To wean the campuses off their remaining natural gas needs, the report proposes replacing natural gas with biogas, which is energy derived from organic materials such as food and agricultural waste, certain crops and biosolids from wastewater treatment plants. While chemically identical to natural gas, biogas is climate-friendlier because it is renewable; the plants that produce the carbon burned for energy also consume atmospheric carbon.

The report frames biogas as a stepping stone to carbon neutrality for the UC, rather than a long-term solution. Like its fossilized counterpart, biogas is mostly methane, a greenhouse gas, which means methane emissions from gas infrastructure would still be an issue.

“We view biogas as an interim measure that buys us more time,” Auston said. “Ultimately, it must be phased out and replaced by 100 percent electrification.”

Complete electrification will mean converting all university buildings and facilities to electricity powered by solar, wind and other renewable sources, a conversion that is already underway at some campuses. A full transformation could unfold with time and some technological leaps — for example, advancing the technology and adoption of renewable energy storage and equipping existing buildings with heat-transferring technologies, such as heat pumps, to reduce their reliance on central heating loops.

So, can the UC achieve its goal of carbon neutrality by 2025?

“The goal is achievable, but it may not happen the way people expect it to,” said Meier, alluding mainly to the temporary reliance on biogas to get campuses over the hump.

It will also depend on what individual campuses do. Auston called their report a “broad-brush plan” that serves as a starting point to be individualized for each campus. A lot will depend on the allocation of resources and willingness of campus leadership to take action.

“We hope the report will generate a dialogue that will help people get their arms around these big questions,” said Auston.

Independent from the UC’s Carbon Neutrality Initiative, the report and paper are part of the larger TomKat Carbon Neutrality Project to identify practical, bottom-up strategies for meeting the 2025 deadline.

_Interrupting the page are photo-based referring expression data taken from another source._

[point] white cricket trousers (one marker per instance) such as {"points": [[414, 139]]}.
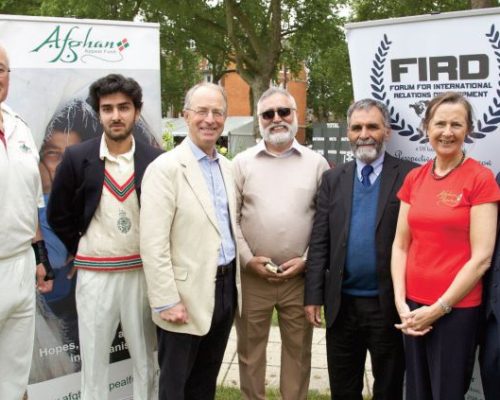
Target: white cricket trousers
{"points": [[17, 323], [103, 299]]}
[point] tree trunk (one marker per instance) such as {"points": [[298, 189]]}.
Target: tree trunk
{"points": [[258, 86], [481, 3]]}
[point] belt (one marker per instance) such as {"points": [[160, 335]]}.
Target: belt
{"points": [[225, 269]]}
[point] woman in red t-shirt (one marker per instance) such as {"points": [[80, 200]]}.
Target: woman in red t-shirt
{"points": [[443, 246]]}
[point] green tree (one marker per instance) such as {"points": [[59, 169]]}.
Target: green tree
{"points": [[365, 10], [257, 36]]}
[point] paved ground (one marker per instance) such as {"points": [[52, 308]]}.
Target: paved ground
{"points": [[229, 375]]}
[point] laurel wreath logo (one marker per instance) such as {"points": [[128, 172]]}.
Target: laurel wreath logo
{"points": [[488, 123]]}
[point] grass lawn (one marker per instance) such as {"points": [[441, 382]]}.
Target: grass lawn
{"points": [[227, 393]]}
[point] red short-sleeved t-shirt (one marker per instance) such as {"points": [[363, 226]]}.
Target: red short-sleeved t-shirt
{"points": [[439, 221]]}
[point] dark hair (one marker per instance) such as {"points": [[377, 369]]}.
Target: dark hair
{"points": [[448, 98], [114, 83]]}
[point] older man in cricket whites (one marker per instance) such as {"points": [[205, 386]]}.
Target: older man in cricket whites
{"points": [[20, 197]]}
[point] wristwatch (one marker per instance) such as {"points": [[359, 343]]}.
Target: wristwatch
{"points": [[444, 306]]}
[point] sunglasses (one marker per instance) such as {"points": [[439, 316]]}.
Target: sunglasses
{"points": [[281, 111]]}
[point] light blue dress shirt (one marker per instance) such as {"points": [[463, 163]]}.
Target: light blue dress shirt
{"points": [[215, 183]]}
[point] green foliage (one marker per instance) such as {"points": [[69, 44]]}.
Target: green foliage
{"points": [[16, 7], [365, 10], [168, 137]]}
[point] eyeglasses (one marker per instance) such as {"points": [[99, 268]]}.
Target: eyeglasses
{"points": [[203, 112], [281, 111], [4, 71]]}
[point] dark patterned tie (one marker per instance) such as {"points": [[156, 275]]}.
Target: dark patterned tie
{"points": [[365, 175]]}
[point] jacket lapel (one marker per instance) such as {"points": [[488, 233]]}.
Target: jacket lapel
{"points": [[195, 179], [93, 176], [140, 164], [346, 187], [390, 172]]}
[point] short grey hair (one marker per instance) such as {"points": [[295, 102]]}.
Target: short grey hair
{"points": [[367, 104], [189, 94], [271, 92]]}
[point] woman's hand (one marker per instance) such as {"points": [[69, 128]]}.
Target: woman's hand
{"points": [[419, 321]]}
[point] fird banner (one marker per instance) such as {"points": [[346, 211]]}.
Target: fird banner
{"points": [[405, 62], [53, 62]]}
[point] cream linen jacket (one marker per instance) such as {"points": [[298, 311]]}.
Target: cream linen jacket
{"points": [[180, 239]]}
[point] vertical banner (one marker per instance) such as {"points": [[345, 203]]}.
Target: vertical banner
{"points": [[405, 62], [53, 62]]}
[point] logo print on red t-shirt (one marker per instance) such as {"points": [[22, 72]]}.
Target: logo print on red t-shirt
{"points": [[448, 198]]}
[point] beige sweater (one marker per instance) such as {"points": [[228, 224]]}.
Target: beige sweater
{"points": [[276, 201]]}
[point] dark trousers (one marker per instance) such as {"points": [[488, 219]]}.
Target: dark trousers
{"points": [[189, 364], [439, 364], [489, 359], [359, 327]]}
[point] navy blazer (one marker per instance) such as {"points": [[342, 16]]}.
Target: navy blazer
{"points": [[492, 281], [330, 232], [77, 188]]}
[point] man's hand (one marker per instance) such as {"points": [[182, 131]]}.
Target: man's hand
{"points": [[42, 285], [313, 315], [257, 265], [293, 267], [176, 314]]}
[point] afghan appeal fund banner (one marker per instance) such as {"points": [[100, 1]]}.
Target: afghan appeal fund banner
{"points": [[405, 62], [53, 62]]}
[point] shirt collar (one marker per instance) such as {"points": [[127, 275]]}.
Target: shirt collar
{"points": [[294, 148], [198, 153], [104, 151]]}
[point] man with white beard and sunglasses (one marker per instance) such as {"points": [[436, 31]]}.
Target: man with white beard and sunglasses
{"points": [[276, 185], [349, 260]]}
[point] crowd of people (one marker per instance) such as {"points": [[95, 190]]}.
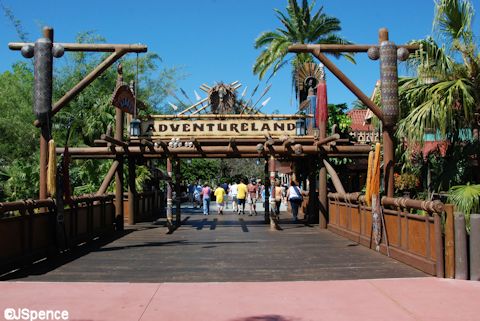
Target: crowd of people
{"points": [[243, 194]]}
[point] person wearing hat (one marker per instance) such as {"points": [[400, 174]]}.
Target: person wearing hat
{"points": [[252, 196]]}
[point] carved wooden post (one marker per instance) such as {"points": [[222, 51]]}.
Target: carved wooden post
{"points": [[267, 192], [178, 199], [322, 109], [271, 196], [131, 190], [119, 127]]}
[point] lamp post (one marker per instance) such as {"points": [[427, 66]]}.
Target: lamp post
{"points": [[300, 127]]}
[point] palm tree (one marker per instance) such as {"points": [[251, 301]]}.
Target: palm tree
{"points": [[299, 26], [443, 98], [444, 95]]}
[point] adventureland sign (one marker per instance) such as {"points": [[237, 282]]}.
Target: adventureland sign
{"points": [[218, 127]]}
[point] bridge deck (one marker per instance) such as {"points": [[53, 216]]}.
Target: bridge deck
{"points": [[222, 248]]}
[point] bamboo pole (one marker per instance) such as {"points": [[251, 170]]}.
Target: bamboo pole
{"points": [[337, 48], [232, 116], [72, 93], [349, 84], [92, 47], [131, 190], [475, 247], [335, 179], [440, 264], [461, 256], [205, 150], [108, 178]]}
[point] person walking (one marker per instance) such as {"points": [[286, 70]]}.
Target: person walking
{"points": [[224, 185], [294, 195], [220, 198], [233, 194], [197, 196], [206, 198], [252, 197], [241, 196]]}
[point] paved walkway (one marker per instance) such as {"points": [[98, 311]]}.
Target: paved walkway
{"points": [[418, 299], [233, 268], [220, 248]]}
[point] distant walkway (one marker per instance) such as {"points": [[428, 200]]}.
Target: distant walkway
{"points": [[220, 248], [419, 299]]}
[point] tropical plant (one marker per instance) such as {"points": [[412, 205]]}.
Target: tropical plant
{"points": [[299, 25], [466, 198], [444, 96], [91, 112], [442, 99]]}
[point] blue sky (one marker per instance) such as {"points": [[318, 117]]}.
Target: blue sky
{"points": [[212, 40]]}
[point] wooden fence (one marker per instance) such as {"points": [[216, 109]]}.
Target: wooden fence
{"points": [[412, 239], [31, 230], [149, 205]]}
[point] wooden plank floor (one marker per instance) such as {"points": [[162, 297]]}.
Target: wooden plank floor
{"points": [[219, 248]]}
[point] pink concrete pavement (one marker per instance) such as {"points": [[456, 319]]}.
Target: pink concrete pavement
{"points": [[380, 299]]}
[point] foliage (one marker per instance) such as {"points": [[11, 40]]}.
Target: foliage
{"points": [[337, 116], [443, 98], [466, 198], [406, 181], [89, 114], [300, 24]]}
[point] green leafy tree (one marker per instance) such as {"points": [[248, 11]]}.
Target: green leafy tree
{"points": [[89, 114], [442, 98], [300, 24]]}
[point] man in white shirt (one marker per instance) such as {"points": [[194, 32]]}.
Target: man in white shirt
{"points": [[233, 194]]}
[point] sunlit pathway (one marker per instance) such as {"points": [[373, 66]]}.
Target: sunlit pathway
{"points": [[221, 248]]}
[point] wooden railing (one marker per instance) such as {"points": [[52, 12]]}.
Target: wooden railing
{"points": [[31, 230], [149, 205], [412, 238]]}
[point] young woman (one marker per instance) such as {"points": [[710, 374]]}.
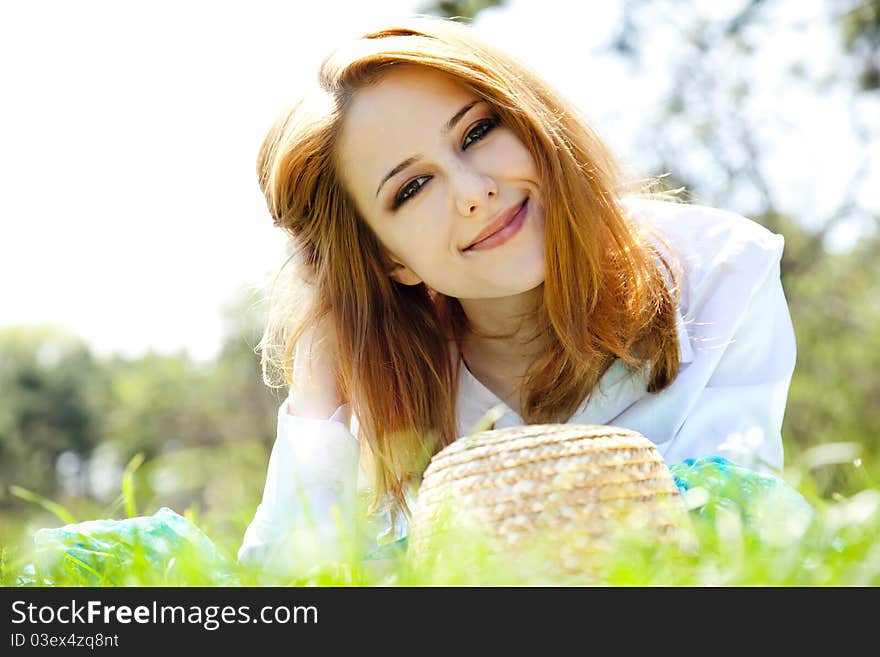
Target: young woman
{"points": [[463, 241]]}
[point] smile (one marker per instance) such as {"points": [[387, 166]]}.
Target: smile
{"points": [[505, 232]]}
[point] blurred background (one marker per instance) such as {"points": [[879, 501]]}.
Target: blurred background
{"points": [[136, 249]]}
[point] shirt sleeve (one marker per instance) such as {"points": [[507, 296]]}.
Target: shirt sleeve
{"points": [[308, 507], [739, 412]]}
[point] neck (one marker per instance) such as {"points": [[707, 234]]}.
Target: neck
{"points": [[511, 319]]}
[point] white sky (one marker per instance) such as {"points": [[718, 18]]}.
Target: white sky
{"points": [[129, 206]]}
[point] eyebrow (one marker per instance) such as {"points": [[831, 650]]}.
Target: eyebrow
{"points": [[450, 124]]}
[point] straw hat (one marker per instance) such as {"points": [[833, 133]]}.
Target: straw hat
{"points": [[577, 484]]}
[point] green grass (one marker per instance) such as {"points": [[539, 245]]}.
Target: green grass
{"points": [[840, 547]]}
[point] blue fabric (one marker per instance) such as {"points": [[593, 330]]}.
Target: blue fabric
{"points": [[164, 549], [733, 487]]}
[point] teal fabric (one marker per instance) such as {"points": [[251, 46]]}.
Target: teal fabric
{"points": [[756, 497], [164, 549]]}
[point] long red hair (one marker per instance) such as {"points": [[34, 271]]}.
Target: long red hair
{"points": [[608, 291]]}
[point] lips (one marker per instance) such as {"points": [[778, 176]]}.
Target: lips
{"points": [[497, 224]]}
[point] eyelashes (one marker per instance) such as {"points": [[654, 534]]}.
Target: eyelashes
{"points": [[477, 132]]}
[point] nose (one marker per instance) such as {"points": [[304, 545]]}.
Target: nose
{"points": [[472, 190]]}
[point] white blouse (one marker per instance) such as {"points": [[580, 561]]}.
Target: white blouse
{"points": [[737, 350]]}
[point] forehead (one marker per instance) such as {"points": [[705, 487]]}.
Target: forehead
{"points": [[395, 118]]}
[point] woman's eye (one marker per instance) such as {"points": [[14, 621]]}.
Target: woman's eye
{"points": [[409, 190], [480, 130]]}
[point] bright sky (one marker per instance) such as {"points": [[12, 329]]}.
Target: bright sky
{"points": [[128, 133]]}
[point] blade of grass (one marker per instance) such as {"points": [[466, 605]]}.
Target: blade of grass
{"points": [[128, 484]]}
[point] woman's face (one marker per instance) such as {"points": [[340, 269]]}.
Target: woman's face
{"points": [[432, 170]]}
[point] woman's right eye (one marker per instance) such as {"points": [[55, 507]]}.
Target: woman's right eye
{"points": [[409, 190]]}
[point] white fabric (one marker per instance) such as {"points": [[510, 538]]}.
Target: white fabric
{"points": [[737, 357]]}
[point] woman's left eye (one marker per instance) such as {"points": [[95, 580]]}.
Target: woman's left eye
{"points": [[480, 130]]}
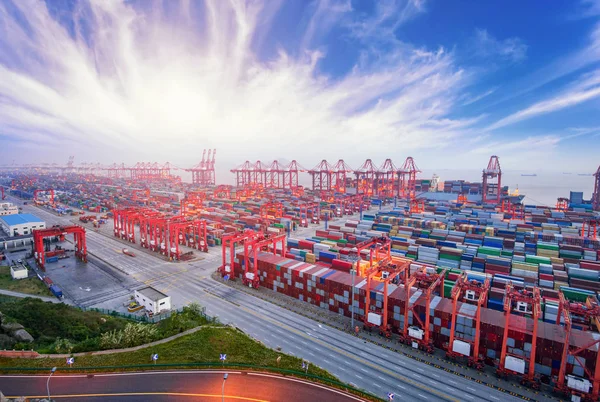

This effort was funded by the TomKat Foundation and the UC Office of the President (UCOP) and co-led by UCSB’s NCEAS and the IEE. Additional financial support for the report came from the Center for Information Technology Research in the Interest of Society and the Banatao Institute. 

“This new report is a great example of why we recently formed the University Climate Change Coalition with leading research universities across North America,” said David Phillips, UCOP’s associate vice president for energy and sustainability. “It is critically important that we apply this kind of climate research knowledge locally to help our government and business partners achieve their climate goals.”